The RMB1 billion ($160.56 million), three-year bond launched on Friday, with a yield of 3.3%, will be issued through CCB’s London outlet. The capital raised will be used to further develop CCB’s RMB business out of London.
“The bond issuance indicates the confidence CCB has in the London market," says Mark Boleat, chairman of the policy and resources committee at the City of London. Under Boleat’s chairmanship, the City has set up a steering committee to further develop London as an offshore RMB hub. The committee was set up on April 18 – the same day HSBC issued its first dim sum bond out of the city. The recent issue by CCB will spur on other banks to launch similar deals to build up pools of liquidity, says Boleat. “I do think it would be safe to say that international banks, such as Citi, RBS and Standard Chartered, would look to issue dim sum bonds out of London to build liquidity in the market and facilitate their business in Asia,” says Boleat. “I expect many more [companies] to dip their toes in the water.”

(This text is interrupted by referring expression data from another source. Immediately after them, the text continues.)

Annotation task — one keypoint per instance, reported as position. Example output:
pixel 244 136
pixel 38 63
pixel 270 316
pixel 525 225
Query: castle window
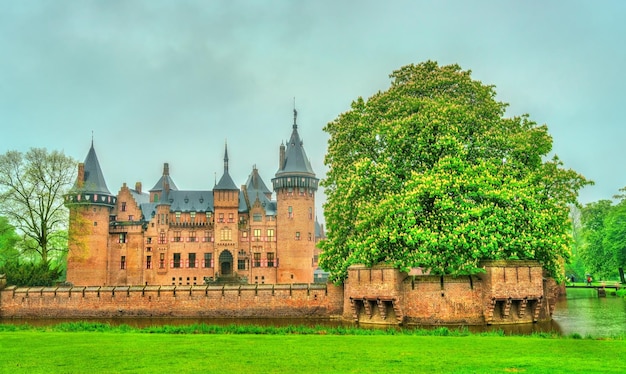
pixel 226 234
pixel 207 236
pixel 208 259
pixel 176 260
pixel 257 260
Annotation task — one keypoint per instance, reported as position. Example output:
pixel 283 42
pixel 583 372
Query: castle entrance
pixel 226 263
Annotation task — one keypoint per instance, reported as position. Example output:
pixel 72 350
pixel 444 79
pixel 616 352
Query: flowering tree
pixel 431 174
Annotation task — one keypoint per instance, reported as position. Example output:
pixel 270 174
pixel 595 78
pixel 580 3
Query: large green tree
pixel 431 174
pixel 32 186
pixel 8 242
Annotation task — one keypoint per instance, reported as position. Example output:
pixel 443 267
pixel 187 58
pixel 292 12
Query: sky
pixel 174 81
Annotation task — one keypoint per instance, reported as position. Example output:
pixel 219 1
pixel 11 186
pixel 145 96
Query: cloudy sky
pixel 172 81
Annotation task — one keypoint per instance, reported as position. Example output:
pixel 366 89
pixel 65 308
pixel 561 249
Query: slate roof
pixel 226 182
pixel 165 179
pixel 296 160
pixel 93 180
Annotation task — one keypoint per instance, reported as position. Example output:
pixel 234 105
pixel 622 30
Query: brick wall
pixel 262 301
pixel 507 292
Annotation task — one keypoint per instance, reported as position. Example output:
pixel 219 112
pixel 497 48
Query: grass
pixel 96 347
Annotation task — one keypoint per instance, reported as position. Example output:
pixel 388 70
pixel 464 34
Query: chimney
pixel 80 178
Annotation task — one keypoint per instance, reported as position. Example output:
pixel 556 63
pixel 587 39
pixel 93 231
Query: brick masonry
pixel 506 293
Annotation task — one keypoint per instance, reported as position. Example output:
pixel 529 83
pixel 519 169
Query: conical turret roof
pixel 295 161
pixel 93 180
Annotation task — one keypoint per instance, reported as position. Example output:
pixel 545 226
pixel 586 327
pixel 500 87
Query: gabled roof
pixel 93 180
pixel 165 180
pixel 295 160
pixel 191 201
pixel 256 184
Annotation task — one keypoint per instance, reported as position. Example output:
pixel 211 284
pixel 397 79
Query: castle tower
pixel 226 206
pixel 295 185
pixel 90 204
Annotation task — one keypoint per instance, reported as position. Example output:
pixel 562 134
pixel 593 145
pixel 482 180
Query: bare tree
pixel 32 186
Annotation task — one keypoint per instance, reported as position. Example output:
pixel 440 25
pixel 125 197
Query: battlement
pixel 225 301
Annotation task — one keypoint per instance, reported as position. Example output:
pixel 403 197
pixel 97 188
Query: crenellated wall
pixel 258 301
pixel 507 292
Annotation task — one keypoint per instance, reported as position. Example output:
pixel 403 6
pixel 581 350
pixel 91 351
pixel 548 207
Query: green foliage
pixel 8 242
pixel 604 232
pixel 27 274
pixel 32 186
pixel 22 351
pixel 429 174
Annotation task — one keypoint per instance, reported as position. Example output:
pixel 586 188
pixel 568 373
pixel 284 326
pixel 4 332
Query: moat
pixel 580 312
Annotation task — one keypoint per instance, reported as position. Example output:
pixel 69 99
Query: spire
pixel 295 115
pixel 293 159
pixel 226 182
pixel 92 178
pixel 225 157
pixel 90 187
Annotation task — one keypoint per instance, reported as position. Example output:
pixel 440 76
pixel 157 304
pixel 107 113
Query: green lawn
pixel 45 351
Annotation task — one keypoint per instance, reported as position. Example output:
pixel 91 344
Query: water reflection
pixel 581 312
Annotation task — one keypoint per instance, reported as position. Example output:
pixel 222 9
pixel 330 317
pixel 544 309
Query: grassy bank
pixel 88 347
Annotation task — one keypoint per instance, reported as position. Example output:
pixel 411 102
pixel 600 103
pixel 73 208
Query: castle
pixel 168 236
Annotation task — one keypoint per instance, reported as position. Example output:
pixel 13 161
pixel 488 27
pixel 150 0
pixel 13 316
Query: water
pixel 582 312
pixel 585 313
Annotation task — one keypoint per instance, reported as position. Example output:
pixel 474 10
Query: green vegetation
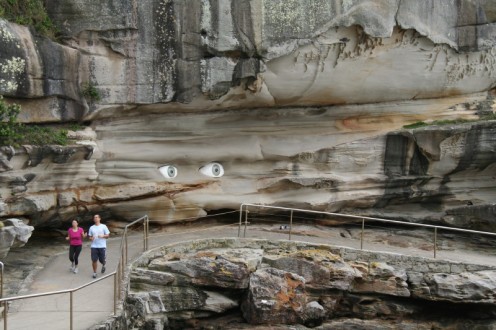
pixel 91 92
pixel 491 116
pixel 29 13
pixel 16 134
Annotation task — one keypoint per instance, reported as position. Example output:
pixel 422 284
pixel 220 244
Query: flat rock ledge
pixel 255 284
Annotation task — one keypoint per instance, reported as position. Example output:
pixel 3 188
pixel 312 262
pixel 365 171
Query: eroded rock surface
pixel 13 233
pixel 302 102
pixel 287 286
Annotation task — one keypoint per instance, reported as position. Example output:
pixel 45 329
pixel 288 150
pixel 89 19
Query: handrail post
pixel 290 223
pixel 125 246
pixel 246 221
pixel 5 305
pixel 115 293
pixel 435 241
pixel 146 232
pixel 71 311
pixel 5 312
pixel 119 278
pixel 240 219
pixel 361 234
pixel 1 283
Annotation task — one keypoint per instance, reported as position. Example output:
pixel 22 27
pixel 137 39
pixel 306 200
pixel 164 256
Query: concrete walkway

HSBC raised RMB2 billion from the issuance with 60% being placed in Europe. The landmark issuance attracted demand for more than RMB4.25 billion, highlighting Europe’s appetite for dim sum.
CCB’s dim sum bond will also bode well for the internationalization of the RMB, as the bond will help build up liquidity outside of China and Hong Kong, and encourage trade settlement in the currency, he says.
In a recent HSBC survey, 77% of those interviewed believed that by 2015 a third of all trade with China will be finalized in RMB and companies with a strong foothold in China saw value in using RMB for transactions. Just over half of respondents based in China said they would consider a discount to their trading partners for using RMB, and 41% of respondents were prepared to offer a substantial 3% discount, with some surveyed even willing to offer discounts of 7% or more.
In another push towards internationalization, Beijing opened up its capital markets to the international community further by extending its Qualified Foreign Institutional Investor scheme to $80 billion from $30 billion in April this year. A record $2.8 billion was issued to foreign investors in October this year alone.
However, at current levels, international use of the RMB lags behind China’s economic might. According to a report by the IMF, in 2011 China accounted for 10% in global trade, up from 4% in the previous decade, but only 8% of China’s total trade in goods and services were settled in RMB.